Another misconception that was blown out of the water at this year’s event was that retirement and old age is a time for winding down.

Firefish – the independent research agency - delivered a live insight session that was moderated by Rebekah Yock and Serena Scott. The session gave the audience a real-world view into the hearts and minds of mature customers and the fact that they no longer see retirement as a chance to wind-down but more as a chance to rediscover and reinvent themselves.

Many ‘grans’ are called on by their children to look after grandchildren as the cost of childcare becomes prohibitively expensive

This theme was enhanced by a presentation from Gigi Eligoloff, founder of Gransnet, who proved her audience was younger, richer and more tech-savvy than people often gave them credit for. Moreover, many ‘grans’ are called on by their children to look after grandchildren as the cost of childcare becomes prohibitively expensive for many families who still need both partners to work. Indeed, Aviva, the insurance company, has estimated that the cost of childcare which grandparents provide for their grandchildren is huge - the equivalent of £7bn in 2013.   

Alison Finnegan from Immediate Media, the special interest content and platform company, introduced us to the seven segments of 'Generation Wealth', the audience marketers and brands cannot afford to ignore. Meanwhile, Rosemary Goreman from the Mail Newspaper Group reiterated this concept, introducing us to the ‘Super Parents’.

This new group is made up of a growing number of baby-boomers who are changing patterns of consumer behaviour in two ways. Firstly, they are bank-rolling their children and, often, their grandchildren in these harsh modern economic times, providing them with the security and cash to battle against the economic elements which are threatening to make them the eternal boomerang children generation

Secondly, their financial muscle, together with their knowledge, life experience and the time which they can give to researching product sectors means that they are wielding incredible influence on the purchasing decisions of their families.

Alison stated: "As an industry, we need to understand the drivers of the behaviours that we are trying to affect on behalf of brands. As an advertising industry, being on top of the drivers of behaviour is crucial."

Differential ageing

Wise Branding's Melanie Haslam identified eight key trends which will reshape the over 50's market, including differential ageing, life enhancers (things that push life’s boundaries) and help-yourselfing. Further changes identified by Haslam included the US  trend of the 'younger old' moving back in with wealthy older parents, to older people moving back to urban living for improved life quality, access to services and reduced travel costs. 

Mike Colling of MC&C and Janet Thompson of Warner Leisure Hotels took conference participants on a content-led customer journey. It was an eye-opener for everyone, showing the audience that those entering retirement are more likely to try new products and services, over a period which can last for many years.

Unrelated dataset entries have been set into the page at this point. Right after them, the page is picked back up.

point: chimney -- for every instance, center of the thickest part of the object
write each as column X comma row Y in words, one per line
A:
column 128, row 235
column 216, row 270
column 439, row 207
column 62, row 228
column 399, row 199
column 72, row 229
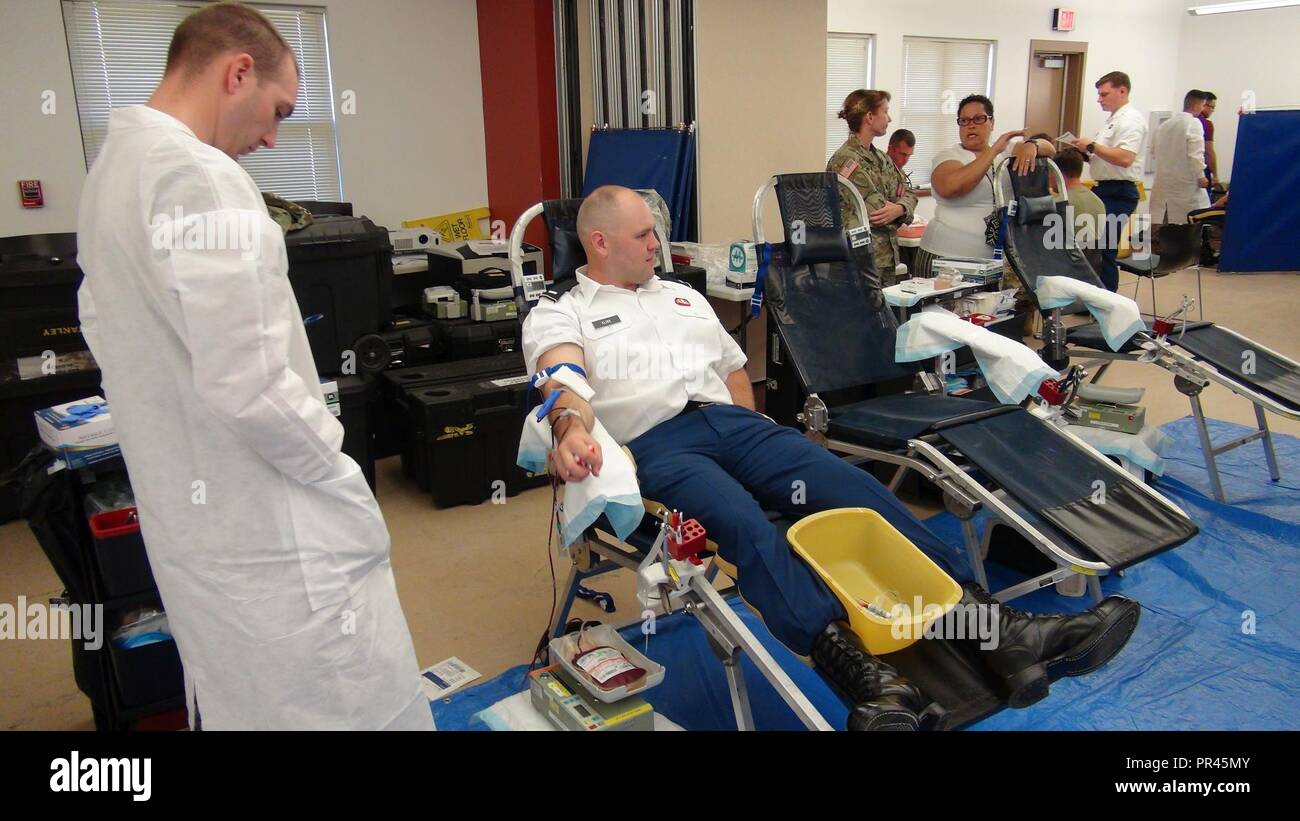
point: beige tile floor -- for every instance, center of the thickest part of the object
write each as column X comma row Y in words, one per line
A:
column 475, row 581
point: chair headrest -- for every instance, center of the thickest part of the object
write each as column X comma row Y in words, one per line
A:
column 1035, row 183
column 1032, row 209
column 567, row 253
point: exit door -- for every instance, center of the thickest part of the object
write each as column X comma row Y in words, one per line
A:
column 1054, row 91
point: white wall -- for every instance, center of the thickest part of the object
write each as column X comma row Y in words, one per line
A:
column 761, row 82
column 414, row 148
column 1138, row 37
column 33, row 144
column 1240, row 57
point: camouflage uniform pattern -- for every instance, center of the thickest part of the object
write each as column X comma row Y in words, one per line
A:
column 880, row 182
column 287, row 216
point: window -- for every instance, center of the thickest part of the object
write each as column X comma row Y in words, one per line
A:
column 936, row 74
column 848, row 68
column 118, row 50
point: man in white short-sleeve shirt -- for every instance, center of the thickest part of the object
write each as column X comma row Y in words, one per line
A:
column 670, row 385
column 1114, row 161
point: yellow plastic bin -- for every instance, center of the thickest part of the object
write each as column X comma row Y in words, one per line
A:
column 889, row 589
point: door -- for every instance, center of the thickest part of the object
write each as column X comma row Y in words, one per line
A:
column 1054, row 88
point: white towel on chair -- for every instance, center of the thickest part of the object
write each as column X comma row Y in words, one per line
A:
column 1118, row 316
column 1013, row 370
column 615, row 492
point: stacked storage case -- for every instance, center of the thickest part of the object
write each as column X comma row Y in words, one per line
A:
column 459, row 426
column 43, row 355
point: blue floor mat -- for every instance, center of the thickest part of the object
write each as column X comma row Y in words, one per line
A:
column 1217, row 647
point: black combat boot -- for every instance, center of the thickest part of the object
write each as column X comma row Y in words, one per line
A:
column 1035, row 650
column 882, row 698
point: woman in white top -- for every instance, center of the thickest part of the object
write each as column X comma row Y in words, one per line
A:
column 962, row 183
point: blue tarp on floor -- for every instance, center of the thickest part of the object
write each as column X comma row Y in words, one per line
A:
column 1218, row 644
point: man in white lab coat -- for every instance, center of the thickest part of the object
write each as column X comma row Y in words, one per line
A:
column 268, row 548
column 1179, row 159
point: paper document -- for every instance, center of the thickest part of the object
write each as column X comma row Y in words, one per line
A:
column 486, row 247
column 446, row 677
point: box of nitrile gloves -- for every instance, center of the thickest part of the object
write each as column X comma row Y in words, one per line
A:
column 81, row 431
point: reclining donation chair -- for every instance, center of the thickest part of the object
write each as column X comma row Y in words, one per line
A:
column 961, row 690
column 1196, row 353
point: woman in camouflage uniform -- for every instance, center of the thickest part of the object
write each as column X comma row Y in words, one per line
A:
column 883, row 186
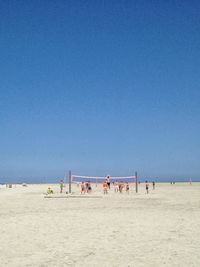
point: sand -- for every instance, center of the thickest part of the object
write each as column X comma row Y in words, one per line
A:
column 158, row 229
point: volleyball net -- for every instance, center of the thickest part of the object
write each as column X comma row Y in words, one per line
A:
column 101, row 179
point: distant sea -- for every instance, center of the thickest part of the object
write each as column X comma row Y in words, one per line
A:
column 57, row 180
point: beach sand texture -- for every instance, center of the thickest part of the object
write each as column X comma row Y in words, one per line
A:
column 158, row 229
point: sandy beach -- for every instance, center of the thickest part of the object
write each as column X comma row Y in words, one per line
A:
column 161, row 228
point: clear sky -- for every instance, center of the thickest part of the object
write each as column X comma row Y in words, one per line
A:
column 99, row 87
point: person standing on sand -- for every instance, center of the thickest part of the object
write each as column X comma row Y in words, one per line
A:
column 105, row 187
column 82, row 188
column 127, row 188
column 108, row 181
column 147, row 187
column 61, row 186
column 153, row 183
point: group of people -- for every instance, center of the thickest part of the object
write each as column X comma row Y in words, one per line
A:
column 86, row 187
column 147, row 186
column 118, row 186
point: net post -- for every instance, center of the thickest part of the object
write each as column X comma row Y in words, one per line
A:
column 136, row 182
column 70, row 182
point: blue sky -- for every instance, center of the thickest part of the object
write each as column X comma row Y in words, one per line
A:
column 99, row 87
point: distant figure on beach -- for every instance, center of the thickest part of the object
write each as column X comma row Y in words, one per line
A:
column 147, row 187
column 121, row 186
column 89, row 188
column 127, row 187
column 105, row 187
column 116, row 186
column 108, row 181
column 49, row 191
column 61, row 186
column 82, row 188
column 153, row 183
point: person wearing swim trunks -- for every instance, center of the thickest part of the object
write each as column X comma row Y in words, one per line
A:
column 121, row 186
column 89, row 187
column 61, row 186
column 147, row 187
column 105, row 188
column 153, row 183
column 82, row 188
column 127, row 188
column 116, row 186
column 108, row 181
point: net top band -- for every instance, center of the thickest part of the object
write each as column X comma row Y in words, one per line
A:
column 103, row 177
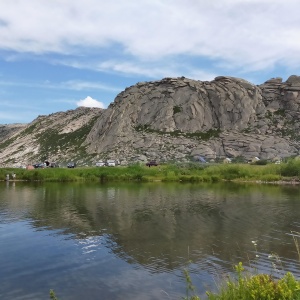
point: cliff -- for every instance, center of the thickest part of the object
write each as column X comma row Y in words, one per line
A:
column 170, row 119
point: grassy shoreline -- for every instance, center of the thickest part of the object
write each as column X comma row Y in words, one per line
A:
column 285, row 173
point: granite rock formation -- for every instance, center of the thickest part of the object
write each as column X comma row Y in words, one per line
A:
column 170, row 119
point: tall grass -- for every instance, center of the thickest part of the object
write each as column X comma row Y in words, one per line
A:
column 168, row 172
column 246, row 286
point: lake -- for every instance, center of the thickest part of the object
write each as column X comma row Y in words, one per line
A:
column 133, row 240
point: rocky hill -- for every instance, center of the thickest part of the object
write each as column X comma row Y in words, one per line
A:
column 170, row 119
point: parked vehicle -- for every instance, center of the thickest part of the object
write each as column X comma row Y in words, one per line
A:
column 71, row 165
column 39, row 165
column 53, row 165
column 111, row 163
column 100, row 164
column 151, row 163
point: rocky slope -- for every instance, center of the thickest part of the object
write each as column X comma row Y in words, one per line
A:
column 169, row 119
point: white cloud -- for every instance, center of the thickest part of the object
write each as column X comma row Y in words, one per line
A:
column 90, row 102
column 248, row 34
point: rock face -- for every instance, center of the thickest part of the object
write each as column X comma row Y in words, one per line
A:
column 171, row 119
column 177, row 118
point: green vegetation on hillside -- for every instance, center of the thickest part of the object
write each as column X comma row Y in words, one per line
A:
column 190, row 172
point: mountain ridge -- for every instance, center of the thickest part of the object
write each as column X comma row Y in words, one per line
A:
column 169, row 119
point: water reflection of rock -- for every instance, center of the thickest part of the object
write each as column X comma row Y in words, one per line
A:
column 162, row 225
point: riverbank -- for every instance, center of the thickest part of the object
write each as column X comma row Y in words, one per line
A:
column 285, row 173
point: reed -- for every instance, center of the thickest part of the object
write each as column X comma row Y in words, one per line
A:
column 189, row 172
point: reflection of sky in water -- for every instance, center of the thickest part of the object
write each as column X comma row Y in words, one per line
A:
column 133, row 243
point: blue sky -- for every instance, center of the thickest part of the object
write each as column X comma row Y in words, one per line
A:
column 56, row 55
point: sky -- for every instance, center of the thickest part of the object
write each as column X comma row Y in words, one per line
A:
column 56, row 55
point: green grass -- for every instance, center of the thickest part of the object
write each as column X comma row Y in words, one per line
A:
column 259, row 286
column 191, row 172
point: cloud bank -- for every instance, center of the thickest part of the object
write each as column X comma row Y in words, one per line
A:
column 90, row 102
column 247, row 34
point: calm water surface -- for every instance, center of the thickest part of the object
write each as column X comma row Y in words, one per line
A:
column 133, row 241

Getting older doesn’t mean life is over. In her presentation, Pearlfisher's futures director Sophie Maxwell looked at the media's demands on us to "grow up fast and then aspire to stay young". Maxwell believes that "ageing will, once again, become respected and revered, assuming its rightful stature".

The conference learned that the behaviour and purchasing habits of ‘mature consumers’ has changed drastically in recent months. Given their growing share of total market wealth however, 75.9% in the second quarter of 2013, they present a gold mine of opportunity for savvy marketer - to be ignored or mis-targeted at their peril.